I also rediscovered some music I had put in my brain's archive box many years ago, and only pulled out again on a whim. For those who don't own the Proclaimers' little-known first album, This Is The Story, you're missing some of the most joyous and infectiously melodic music you will ever hear. This is the album the two bespectacled Reid brothers made when they couldn't afford a band, and consequently is just the two of them in a room, wailing away with an enthusiasm few have matched. I bought the cassette over a decade ago, committed most of it to memory, and hadn't felt the need to return to it until recently. Upon coming across the CD version on an online shopping excursion, I ordered it, and damned if it ain't even better than I remembered it. Better still, the CD version has complete lyrics in the sleeve, so I can ACTUALLY UNDERSTAND WHAT THE BLOODY SCOTS ARE SINGING ABOUT. Sure, some of it's silly, but as Craig Reid sings, "I wouldn't know a single word to say, if I flattened all the vowels and threw the 'R' away..." And I friggin' dare you to listen to The Joyful Kilmarnock Blues and not leap about in a frantic dance that might prove unseemly if you happened to be wearing a kilt. And if you ARE wearing a kilt, I recommend you don't listen to The Joyful Kilmarnock Blues.

 

 

Speaking of things rediscovered, I've finally been able to...gasp...put up a new Acoustic Surprise.

I know, I know, it's WAAAAY overdue. But now, armed with my new ProTools setup, I've done a bigass cover of the Church's classic Under the Milky Way which I believe you'll find enjoyable. But remember, download it while you can, since it may be replaced by a new one as soon as 2007...

Still laying tracks for the second album, and it's going well. I feel really good about what's been done so far, and I look forward to sharing it with you next year. The learning curve on the new studio setup hasn't been as steep as it was in 2000, so hopefully there'll be fewer "oh crap" moments than the making of texas was afflicted with. Big kudos to deanpence, Doug Kwartler, and Paul for helping me grasp and execute the newfangledyness without fatal incident.

Speaking of deanpence, he and I are still producing the deanpence cornhole show every week, and it appears to be getting an audience. New episodes are posted on Sunday night, and all episodes can be downloaded here. It's fun for all ages, provided those ages are over 18.

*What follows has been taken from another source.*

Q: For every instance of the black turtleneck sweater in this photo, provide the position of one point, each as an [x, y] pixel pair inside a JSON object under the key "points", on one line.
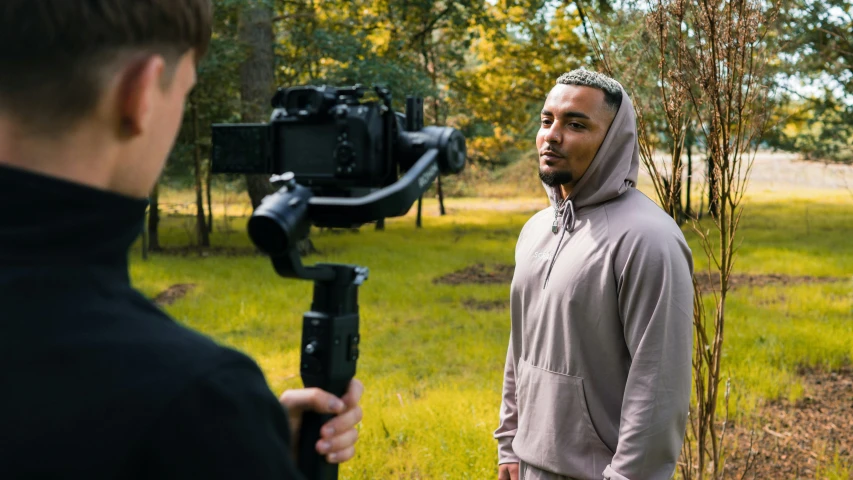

I had a bit of an unnerving experience the other day while walking around in what appeared to be a food court, but turned out to be a memorial to veterans of the Vietnam War. Its anonymity kinda disturbed me, so I wrote a bit about it. Your take may depend on...well, lots of things, but here it is regardless.

10:44 PM -

I gots to get to bed. Hell, by the time this gets read, there may be a new little person in the world with my DNA onboard and ready to make them completely socially unacceptable. I'm looking forward to it.

I'll leave you with the words of the Reid brothers:

"When the inspiration is above my station
Thoughts are melancholy and I let them pass
I tend to view this nation
Through the condensation
On a dirty glass..."

- The Proclaimers, Misty Blue

Make of it what you will, I'm off to have a quiet bourbon in a relatively clean glass. Tell that lady next door that 11PM is not the time for Mountain. Nor, really, is any time.